His gaze again fell on the water—it was just as yellow . . . What could it have been?

“What kind of tricks are you doing?” His cousin chided her daugh­ter. “Do you know how much you scared your uncle? Poor guy’s all wet.” Here she also took a look at the water. “Yikes! Well, you’re going to get it now! Who poured egg shampoo into the water?”

And she smacked her on her bare little bottom that immediately became red and turned into a ripe apple; a full mouth of saliva congre­gated on his lips.

“It wasn’t me-e-e, it was uncle-e-e,” the little one sobbed.

From then on, little girls constantly visited his imagination, and it was entirely the same to him whether they had round little rumps or ones like pears, whether they had breasts or just tiny nipples. The main thing was that they should be young kissie-pie virgins—extremely sexy and obedient, inquisitive and seductive . . . Whatever you sug­gest—agreeable to everything. Just at the end, you had to give them a chocolate, or a mandarin, or a little picture book . . .

But when Malva appeared, all the captive girls were trumped completely.

She first used to come just in those non-existent meetings and con­versations, which he fantasized for the sake of his mother, but later one evening, something happened that changed everything. Boomblyakevych slid his hand under the covers and tried to summon from his imagination one particular little girl who lived nearby . . . He suggested to her that they go on the roof to look at a star that was called Malva Landa . . .

“Malva Landa?” she whispered, and eagerly followed him.

And there on the roof he hugged the little girl and randomly pointed his finger into the starry sky:

“There, do you see it? That star—that’s Malva Landa.”

“Oh, wow!” the little girl said, staring at the sky spellbound and entirely unaware of the fact that the hand of a grown-up guy was pet­ting her little round legs, petting her round little stomach, then taking off her little white underwear, with his lips falling to her round little bottom.

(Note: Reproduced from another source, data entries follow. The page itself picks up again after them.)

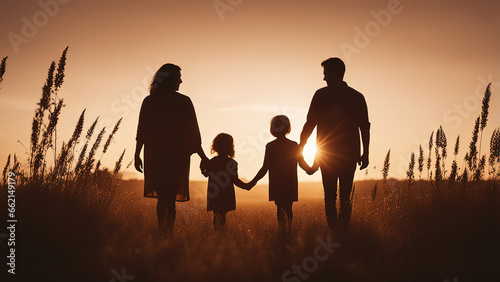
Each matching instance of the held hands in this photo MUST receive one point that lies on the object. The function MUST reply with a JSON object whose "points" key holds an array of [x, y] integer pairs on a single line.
{"points": [[363, 161], [312, 170], [204, 167], [250, 185], [138, 163]]}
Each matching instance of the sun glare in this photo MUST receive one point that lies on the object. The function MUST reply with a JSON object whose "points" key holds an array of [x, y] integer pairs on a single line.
{"points": [[309, 152]]}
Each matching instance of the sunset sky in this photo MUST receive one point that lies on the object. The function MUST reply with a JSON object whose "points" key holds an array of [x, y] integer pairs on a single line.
{"points": [[420, 64]]}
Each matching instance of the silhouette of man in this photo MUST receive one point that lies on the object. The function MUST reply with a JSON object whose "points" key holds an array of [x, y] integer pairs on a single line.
{"points": [[340, 114]]}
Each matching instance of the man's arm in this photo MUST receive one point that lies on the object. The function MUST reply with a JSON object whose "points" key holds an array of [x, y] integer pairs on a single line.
{"points": [[137, 156], [310, 123], [365, 138], [365, 134]]}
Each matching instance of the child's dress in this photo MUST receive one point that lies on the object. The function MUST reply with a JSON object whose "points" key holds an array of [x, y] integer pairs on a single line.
{"points": [[281, 158], [220, 194]]}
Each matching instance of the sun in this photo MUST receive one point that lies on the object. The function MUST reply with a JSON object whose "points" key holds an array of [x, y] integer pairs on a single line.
{"points": [[309, 152]]}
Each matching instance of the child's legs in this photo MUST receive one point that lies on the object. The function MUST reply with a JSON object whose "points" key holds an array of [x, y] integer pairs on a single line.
{"points": [[281, 212], [288, 211], [219, 220]]}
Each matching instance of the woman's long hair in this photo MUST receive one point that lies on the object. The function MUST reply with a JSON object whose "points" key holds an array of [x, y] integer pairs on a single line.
{"points": [[166, 75]]}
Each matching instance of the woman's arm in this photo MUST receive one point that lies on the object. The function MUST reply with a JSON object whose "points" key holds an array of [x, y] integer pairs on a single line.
{"points": [[137, 157]]}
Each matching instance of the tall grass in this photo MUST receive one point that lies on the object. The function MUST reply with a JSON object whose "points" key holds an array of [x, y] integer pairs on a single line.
{"points": [[67, 204], [76, 224]]}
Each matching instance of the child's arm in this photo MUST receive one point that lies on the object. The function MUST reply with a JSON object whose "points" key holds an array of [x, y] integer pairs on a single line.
{"points": [[309, 169], [262, 172], [241, 184]]}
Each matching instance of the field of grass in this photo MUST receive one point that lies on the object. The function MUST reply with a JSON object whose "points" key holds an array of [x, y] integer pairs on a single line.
{"points": [[80, 222]]}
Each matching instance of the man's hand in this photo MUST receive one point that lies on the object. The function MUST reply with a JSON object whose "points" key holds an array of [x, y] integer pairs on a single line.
{"points": [[204, 167], [363, 161], [138, 163]]}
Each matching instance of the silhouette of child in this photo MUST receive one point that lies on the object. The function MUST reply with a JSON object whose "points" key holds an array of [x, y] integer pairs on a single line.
{"points": [[222, 173], [281, 158]]}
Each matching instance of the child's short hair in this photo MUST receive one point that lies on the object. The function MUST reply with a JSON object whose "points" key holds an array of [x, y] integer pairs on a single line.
{"points": [[223, 144], [280, 126]]}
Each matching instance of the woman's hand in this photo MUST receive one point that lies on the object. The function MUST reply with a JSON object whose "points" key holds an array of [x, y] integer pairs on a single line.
{"points": [[138, 163]]}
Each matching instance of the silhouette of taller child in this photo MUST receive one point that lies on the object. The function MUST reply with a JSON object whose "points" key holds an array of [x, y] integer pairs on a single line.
{"points": [[281, 159], [168, 130]]}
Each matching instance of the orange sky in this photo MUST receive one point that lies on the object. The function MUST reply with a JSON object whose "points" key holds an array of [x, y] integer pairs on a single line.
{"points": [[418, 63]]}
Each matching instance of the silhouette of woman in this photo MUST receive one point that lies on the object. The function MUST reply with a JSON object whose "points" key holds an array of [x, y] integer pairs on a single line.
{"points": [[168, 130]]}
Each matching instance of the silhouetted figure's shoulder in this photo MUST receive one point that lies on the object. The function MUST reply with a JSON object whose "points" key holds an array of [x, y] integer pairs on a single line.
{"points": [[339, 89], [159, 96], [278, 142]]}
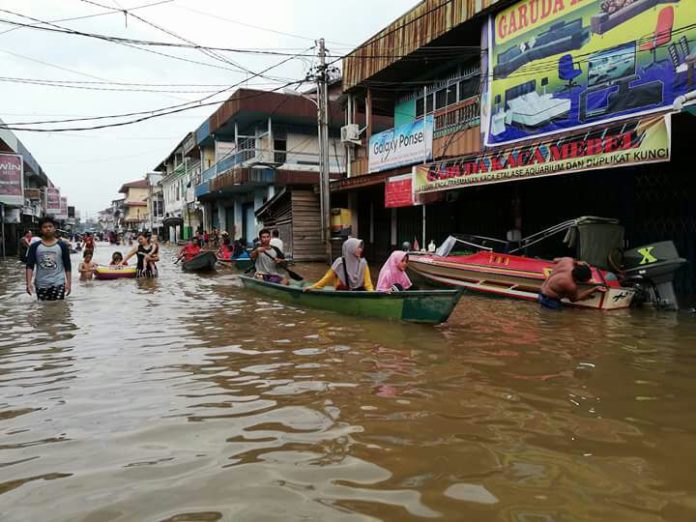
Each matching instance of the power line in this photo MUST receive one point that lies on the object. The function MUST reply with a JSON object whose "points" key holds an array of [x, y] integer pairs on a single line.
{"points": [[93, 15], [244, 24]]}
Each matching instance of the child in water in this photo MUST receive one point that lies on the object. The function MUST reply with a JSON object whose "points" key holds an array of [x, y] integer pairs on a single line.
{"points": [[116, 259], [87, 267]]}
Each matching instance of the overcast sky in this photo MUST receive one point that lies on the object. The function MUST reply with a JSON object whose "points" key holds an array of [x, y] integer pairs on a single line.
{"points": [[90, 166]]}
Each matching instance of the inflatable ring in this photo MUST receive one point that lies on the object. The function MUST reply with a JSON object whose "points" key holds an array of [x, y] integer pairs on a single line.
{"points": [[115, 272]]}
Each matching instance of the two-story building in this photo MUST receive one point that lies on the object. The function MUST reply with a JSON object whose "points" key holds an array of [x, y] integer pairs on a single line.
{"points": [[136, 214], [23, 190], [255, 144], [155, 203], [511, 116]]}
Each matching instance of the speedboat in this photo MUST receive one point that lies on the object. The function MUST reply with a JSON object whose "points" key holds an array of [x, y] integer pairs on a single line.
{"points": [[505, 268]]}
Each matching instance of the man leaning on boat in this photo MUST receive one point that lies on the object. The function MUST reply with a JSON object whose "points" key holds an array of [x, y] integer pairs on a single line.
{"points": [[268, 260], [563, 281]]}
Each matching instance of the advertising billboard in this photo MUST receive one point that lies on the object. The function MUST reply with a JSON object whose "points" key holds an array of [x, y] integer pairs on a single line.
{"points": [[63, 208], [11, 180], [52, 204], [559, 65], [403, 145], [616, 145]]}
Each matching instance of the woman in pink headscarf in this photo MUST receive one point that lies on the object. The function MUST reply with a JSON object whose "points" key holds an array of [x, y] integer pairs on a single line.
{"points": [[393, 274]]}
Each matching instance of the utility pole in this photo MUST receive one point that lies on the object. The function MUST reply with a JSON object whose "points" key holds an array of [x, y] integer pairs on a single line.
{"points": [[324, 167]]}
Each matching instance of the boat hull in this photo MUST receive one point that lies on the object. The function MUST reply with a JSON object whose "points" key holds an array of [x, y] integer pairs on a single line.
{"points": [[238, 264], [430, 306], [510, 276], [203, 262]]}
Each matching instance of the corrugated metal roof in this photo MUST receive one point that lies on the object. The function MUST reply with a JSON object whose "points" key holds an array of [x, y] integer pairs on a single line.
{"points": [[417, 28]]}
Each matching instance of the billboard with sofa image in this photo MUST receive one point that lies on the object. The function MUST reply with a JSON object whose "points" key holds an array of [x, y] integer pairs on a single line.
{"points": [[557, 65]]}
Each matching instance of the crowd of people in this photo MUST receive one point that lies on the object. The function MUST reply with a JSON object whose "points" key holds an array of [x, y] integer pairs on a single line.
{"points": [[48, 265]]}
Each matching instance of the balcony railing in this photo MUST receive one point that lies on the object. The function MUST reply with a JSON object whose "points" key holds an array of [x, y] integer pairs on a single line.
{"points": [[274, 158]]}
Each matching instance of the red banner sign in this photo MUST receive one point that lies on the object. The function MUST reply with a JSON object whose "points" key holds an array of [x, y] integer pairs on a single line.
{"points": [[52, 205], [11, 180], [398, 191]]}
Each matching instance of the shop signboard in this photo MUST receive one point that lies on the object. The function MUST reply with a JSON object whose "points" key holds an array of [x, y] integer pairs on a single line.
{"points": [[63, 208], [559, 65], [52, 205], [11, 180], [398, 191], [617, 145], [403, 145]]}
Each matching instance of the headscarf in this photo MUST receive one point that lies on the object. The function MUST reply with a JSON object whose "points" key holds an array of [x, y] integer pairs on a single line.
{"points": [[391, 274], [354, 266]]}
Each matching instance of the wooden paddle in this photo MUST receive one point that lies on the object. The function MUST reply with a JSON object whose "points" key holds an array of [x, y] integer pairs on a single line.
{"points": [[293, 275]]}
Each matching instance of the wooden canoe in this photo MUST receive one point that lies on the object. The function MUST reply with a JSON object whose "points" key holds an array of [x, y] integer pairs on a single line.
{"points": [[242, 264], [203, 262], [419, 306]]}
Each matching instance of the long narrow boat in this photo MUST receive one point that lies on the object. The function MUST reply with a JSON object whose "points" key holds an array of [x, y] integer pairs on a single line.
{"points": [[242, 264], [203, 262], [419, 306]]}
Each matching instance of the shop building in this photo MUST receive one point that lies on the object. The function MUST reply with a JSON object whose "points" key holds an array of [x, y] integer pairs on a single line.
{"points": [[509, 118]]}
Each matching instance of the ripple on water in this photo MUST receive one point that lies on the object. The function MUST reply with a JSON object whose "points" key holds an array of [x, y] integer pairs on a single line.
{"points": [[190, 398]]}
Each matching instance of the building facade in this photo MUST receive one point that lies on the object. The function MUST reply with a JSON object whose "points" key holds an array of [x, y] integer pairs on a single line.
{"points": [[512, 118], [254, 145], [136, 214]]}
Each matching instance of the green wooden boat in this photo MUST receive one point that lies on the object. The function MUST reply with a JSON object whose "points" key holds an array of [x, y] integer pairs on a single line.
{"points": [[238, 264], [418, 306]]}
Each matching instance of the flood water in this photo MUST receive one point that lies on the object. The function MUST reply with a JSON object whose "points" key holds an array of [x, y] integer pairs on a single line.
{"points": [[190, 398]]}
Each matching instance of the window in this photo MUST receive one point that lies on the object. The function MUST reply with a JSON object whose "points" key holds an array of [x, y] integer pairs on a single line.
{"points": [[468, 88], [280, 147], [420, 107], [441, 99], [452, 94]]}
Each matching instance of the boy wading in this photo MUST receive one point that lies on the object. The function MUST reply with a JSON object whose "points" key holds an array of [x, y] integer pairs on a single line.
{"points": [[51, 260]]}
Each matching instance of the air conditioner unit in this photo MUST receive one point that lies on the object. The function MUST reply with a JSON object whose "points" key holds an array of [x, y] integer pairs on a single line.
{"points": [[350, 134]]}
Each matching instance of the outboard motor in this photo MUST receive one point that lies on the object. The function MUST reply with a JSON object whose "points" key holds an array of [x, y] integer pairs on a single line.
{"points": [[652, 268]]}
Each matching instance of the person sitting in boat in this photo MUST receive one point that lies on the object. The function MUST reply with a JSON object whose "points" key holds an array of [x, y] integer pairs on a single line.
{"points": [[225, 250], [238, 249], [87, 267], [392, 277], [89, 243], [348, 272], [269, 260], [563, 281], [117, 259], [189, 251]]}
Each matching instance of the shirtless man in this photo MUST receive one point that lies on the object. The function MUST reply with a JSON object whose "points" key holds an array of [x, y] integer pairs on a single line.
{"points": [[563, 283]]}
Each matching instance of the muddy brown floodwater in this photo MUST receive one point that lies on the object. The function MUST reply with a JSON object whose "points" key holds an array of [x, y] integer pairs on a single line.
{"points": [[190, 398]]}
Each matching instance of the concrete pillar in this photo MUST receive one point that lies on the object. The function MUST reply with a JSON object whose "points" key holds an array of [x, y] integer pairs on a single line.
{"points": [[222, 215], [353, 206], [258, 202], [238, 217]]}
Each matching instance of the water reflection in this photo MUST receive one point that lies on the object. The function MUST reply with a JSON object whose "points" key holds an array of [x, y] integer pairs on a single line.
{"points": [[189, 398]]}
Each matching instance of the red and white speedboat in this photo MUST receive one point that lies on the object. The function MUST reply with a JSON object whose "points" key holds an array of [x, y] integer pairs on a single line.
{"points": [[494, 267], [513, 276]]}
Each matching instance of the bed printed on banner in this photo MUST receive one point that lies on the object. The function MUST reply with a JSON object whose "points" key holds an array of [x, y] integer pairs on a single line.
{"points": [[560, 65]]}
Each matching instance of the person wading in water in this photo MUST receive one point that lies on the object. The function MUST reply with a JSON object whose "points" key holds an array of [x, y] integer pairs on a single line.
{"points": [[51, 259], [143, 249]]}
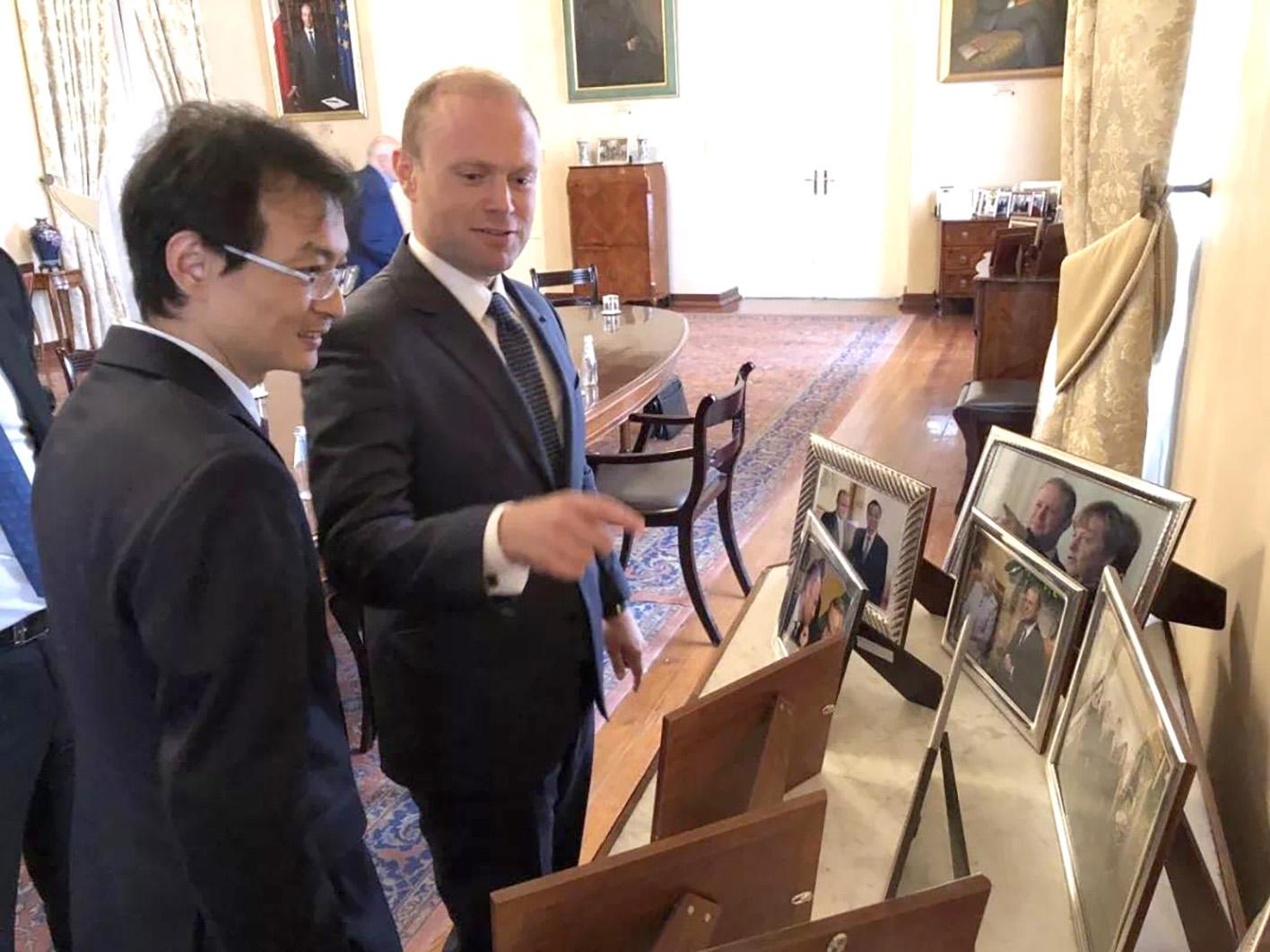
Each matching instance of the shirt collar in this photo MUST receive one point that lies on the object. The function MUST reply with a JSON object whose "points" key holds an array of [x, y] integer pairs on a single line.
{"points": [[234, 382], [467, 290]]}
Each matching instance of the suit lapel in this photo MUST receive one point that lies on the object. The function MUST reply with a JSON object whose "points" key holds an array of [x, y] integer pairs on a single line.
{"points": [[457, 333]]}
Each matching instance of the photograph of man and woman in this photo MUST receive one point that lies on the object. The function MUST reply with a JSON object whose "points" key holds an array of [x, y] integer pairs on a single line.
{"points": [[824, 595], [1074, 519], [1022, 613], [1119, 772]]}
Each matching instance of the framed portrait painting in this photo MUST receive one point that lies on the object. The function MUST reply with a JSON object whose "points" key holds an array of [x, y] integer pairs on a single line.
{"points": [[1022, 615], [824, 595], [620, 48], [1119, 774], [314, 60], [876, 517], [1077, 515], [1001, 39]]}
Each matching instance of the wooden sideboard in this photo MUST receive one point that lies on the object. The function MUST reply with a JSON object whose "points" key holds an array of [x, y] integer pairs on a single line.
{"points": [[617, 222], [961, 244], [1013, 321]]}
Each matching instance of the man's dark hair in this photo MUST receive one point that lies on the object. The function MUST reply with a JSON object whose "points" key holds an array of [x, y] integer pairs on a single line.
{"points": [[204, 171]]}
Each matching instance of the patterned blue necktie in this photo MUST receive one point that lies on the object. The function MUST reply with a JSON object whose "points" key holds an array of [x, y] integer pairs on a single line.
{"points": [[15, 513], [513, 341]]}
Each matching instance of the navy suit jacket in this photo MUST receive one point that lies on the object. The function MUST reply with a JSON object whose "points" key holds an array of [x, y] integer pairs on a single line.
{"points": [[213, 793], [374, 225], [417, 432]]}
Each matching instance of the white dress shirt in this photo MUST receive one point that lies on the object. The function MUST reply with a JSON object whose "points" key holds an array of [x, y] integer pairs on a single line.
{"points": [[18, 598], [238, 387], [502, 576]]}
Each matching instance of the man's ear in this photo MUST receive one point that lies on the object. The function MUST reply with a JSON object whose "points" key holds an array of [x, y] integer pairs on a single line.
{"points": [[191, 263]]}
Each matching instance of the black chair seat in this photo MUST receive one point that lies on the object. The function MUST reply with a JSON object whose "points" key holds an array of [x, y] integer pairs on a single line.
{"points": [[653, 488]]}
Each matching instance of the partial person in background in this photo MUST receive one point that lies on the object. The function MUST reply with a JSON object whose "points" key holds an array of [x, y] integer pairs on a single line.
{"points": [[867, 554], [219, 810], [36, 744], [374, 226]]}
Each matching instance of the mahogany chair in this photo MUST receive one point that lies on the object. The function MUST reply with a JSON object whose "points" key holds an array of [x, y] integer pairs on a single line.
{"points": [[351, 621], [573, 280], [672, 488], [75, 365]]}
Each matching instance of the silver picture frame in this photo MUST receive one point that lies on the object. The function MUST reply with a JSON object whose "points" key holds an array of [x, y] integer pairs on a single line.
{"points": [[815, 542], [1061, 601], [1114, 847], [1016, 466], [839, 464]]}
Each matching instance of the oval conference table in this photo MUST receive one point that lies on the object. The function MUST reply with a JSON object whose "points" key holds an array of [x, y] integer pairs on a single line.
{"points": [[635, 351]]}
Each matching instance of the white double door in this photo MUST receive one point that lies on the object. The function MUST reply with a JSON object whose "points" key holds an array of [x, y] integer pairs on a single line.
{"points": [[828, 159]]}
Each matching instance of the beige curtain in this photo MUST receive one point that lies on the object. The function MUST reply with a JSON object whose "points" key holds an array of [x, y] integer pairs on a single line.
{"points": [[69, 49], [1123, 79], [176, 48]]}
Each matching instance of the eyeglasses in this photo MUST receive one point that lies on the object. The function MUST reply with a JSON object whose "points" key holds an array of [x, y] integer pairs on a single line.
{"points": [[321, 284]]}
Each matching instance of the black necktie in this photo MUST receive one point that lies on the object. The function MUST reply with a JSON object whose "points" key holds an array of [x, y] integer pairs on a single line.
{"points": [[513, 341]]}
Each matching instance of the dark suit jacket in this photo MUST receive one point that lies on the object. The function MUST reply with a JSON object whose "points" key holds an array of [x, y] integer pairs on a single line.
{"points": [[374, 226], [213, 786], [417, 432], [1029, 678], [873, 570], [17, 351]]}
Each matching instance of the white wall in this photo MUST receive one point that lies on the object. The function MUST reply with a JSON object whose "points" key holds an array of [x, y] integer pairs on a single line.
{"points": [[22, 198]]}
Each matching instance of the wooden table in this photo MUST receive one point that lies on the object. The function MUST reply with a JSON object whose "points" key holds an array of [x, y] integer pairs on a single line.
{"points": [[637, 351], [875, 749]]}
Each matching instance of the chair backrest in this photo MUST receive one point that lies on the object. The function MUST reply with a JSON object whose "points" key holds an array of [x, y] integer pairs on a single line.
{"points": [[75, 365], [574, 278], [713, 411]]}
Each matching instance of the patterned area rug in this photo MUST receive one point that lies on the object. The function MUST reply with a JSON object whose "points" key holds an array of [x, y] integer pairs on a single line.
{"points": [[808, 374]]}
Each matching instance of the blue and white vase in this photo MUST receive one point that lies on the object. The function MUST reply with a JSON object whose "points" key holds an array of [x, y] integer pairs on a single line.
{"points": [[48, 243]]}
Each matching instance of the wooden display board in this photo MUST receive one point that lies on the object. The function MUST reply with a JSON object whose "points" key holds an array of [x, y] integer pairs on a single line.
{"points": [[941, 919], [745, 745], [759, 870]]}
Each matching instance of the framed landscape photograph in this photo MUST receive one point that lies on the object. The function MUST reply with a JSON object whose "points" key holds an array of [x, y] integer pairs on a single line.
{"points": [[876, 517], [620, 48], [1022, 615], [1077, 515], [823, 597], [1001, 39], [313, 58], [1118, 774]]}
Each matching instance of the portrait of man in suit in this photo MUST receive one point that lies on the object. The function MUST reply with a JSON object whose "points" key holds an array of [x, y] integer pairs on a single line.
{"points": [[837, 521], [1049, 517], [1025, 662], [448, 460], [867, 552], [215, 806]]}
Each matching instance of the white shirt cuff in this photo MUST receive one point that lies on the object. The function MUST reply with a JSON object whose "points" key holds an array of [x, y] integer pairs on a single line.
{"points": [[503, 577]]}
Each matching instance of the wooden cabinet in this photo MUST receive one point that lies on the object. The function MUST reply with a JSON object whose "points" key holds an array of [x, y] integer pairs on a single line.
{"points": [[617, 222], [961, 245], [1013, 321]]}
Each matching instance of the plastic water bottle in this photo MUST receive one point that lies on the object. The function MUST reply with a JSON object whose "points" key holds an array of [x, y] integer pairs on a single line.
{"points": [[300, 470]]}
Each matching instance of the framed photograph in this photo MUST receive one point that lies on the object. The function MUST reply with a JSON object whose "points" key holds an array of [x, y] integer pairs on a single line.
{"points": [[1118, 777], [997, 39], [613, 151], [1022, 616], [620, 49], [1077, 515], [824, 594], [876, 517], [314, 60]]}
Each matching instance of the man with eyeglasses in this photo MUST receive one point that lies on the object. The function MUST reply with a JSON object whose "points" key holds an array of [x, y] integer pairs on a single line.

“Malva Landa!” the little girl uttered, as if she were under hypno­sis, and set Boomblyakevych onto his knees, and the entire starry sky, the completely starry sky watched with thousands of pupils as they made love on the roof beside the cats and gutters . . .

But then suddenly a single star began to grow and grow and to shoot out rays, flying to them so so rapidly . . .

“My Lord!” Boomblyakevych shouted upon seeing that the star had turned into a queen and was standing on the chimney.

The queen was in a translucent tunic that fluttered in different directions in the wind, and her name was Malva. She moved close to the little girl, grabbed her by the skin as though she were a kitten, and flung her off the roof into the darkness.

“Now you are mine!” Malva said imperiously, and forced Boomblyakevych to belong to only her . . .

Malva took him by the hand, and they flew off somewhere above the buildings, into the deep blue warm air of the night . . .

Notes 

[1] The earlier name for the KGB in Stalin’s time. The acronym stands for the National Commissariat for Internal Security. (Translator’s note)

[2] Meaning: “hollyhock.” (Translator’s note)

[3] The former president of Algeria Houri Boumidienne. (Translator’s note)  

[4] “Blya” suggests “blyad,” the word for ‘whore’ in Ukrainian. (Translator’s note)

[5] Robert Merle (1908-2005) was a French novelist. His novel L’île (The Island) was published in 1962.